There are now Esperanto consuls in the following towns: Bradford, Chester, Edinburgh, Harrogate, Hull, Hunslet, Keighley, Leeds, Liverpool, Nottingham, Oakworth, Plymouth, Rhos, Southampton, and St. Helens. Birmingham has within the last few months taken up the cause with its usual energy, and now has a large class.
In England the universities have been slow to show interest in Esperanto; but now that Cambridge has been selected as the seat of the Congress in 1907, the university is granting every facility, as also is the town council, in use of rooms and the like, and some professors and other members of the university are cordially co-operating. Last October Prof. Skeat, one of the fathers of English philology, took the chair at a preliminary meeting, and made a speech very favourable to Esperanto. He said, "I think Esperanto is a very good movement, and I hope it will succeed." The subject of Esperanto is being well put before the teachers of Cambridgeshire, and the railway companies all over the country and abroad are granting special
fares for the congress.1 It is probable that the overwhelming demonstration of the possibilities of this international language will open the eyes of many who have hitherto been indifferent, and that the movement will enter on a new phase of expansion in England, and through the example of England, which is closely watched abroad, in the world at large.

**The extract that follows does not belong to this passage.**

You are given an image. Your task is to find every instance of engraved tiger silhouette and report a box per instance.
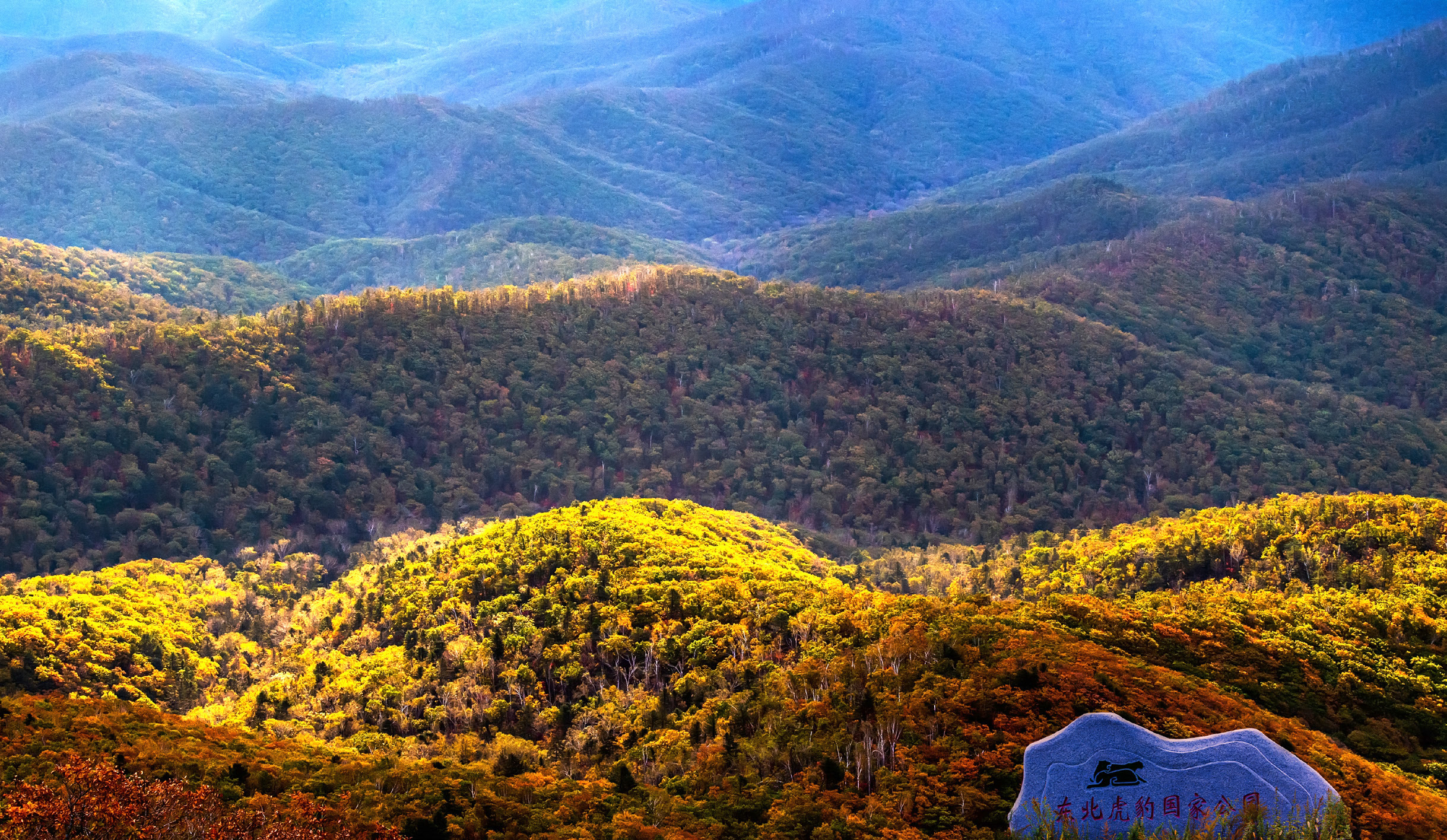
[1086,761,1146,790]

1It is a striking fact that six weeks before the opening of the congress 700 members have already secured their tickets.
IX
lessons to be drawn from the foregoing history
The extent to which more or less artificial languages are already used in various parts of the world for the transaction of interracial business, and the persistent preoccupation of thinkers with the idea for the last 200 years, culminating in the production of a great number of schemes in our own times, show that there is a demand for an international language, more perfect than has yet been available and universally valid. The list of languages proposed (see Part II., chap. ii.) by no means represents all that has been written and thought upon the subject. Many more have proposed solutions of the question, beginning with such men as Becher (1661), Kirchner (1665), Porele (1667), Upperdorf (1679), Müller (1681), Lobkowitz (1687), Besuier (1684), Solbrig (1725), Taboltzafo (1772), and continuing down to the present day. The striking success of Volapük and Esperanto in gaining, within a few years of publication, many thousands of ardent supporters has also been a revelation. It has proved most conclusively that there is a demand. If so many people in all lands have been willing to give up time and money to learning and promoting a language from which they could not expect to reap anything like full benefit for many years, what must be its value when ripened to yield full profits, i.e. when universally adopted?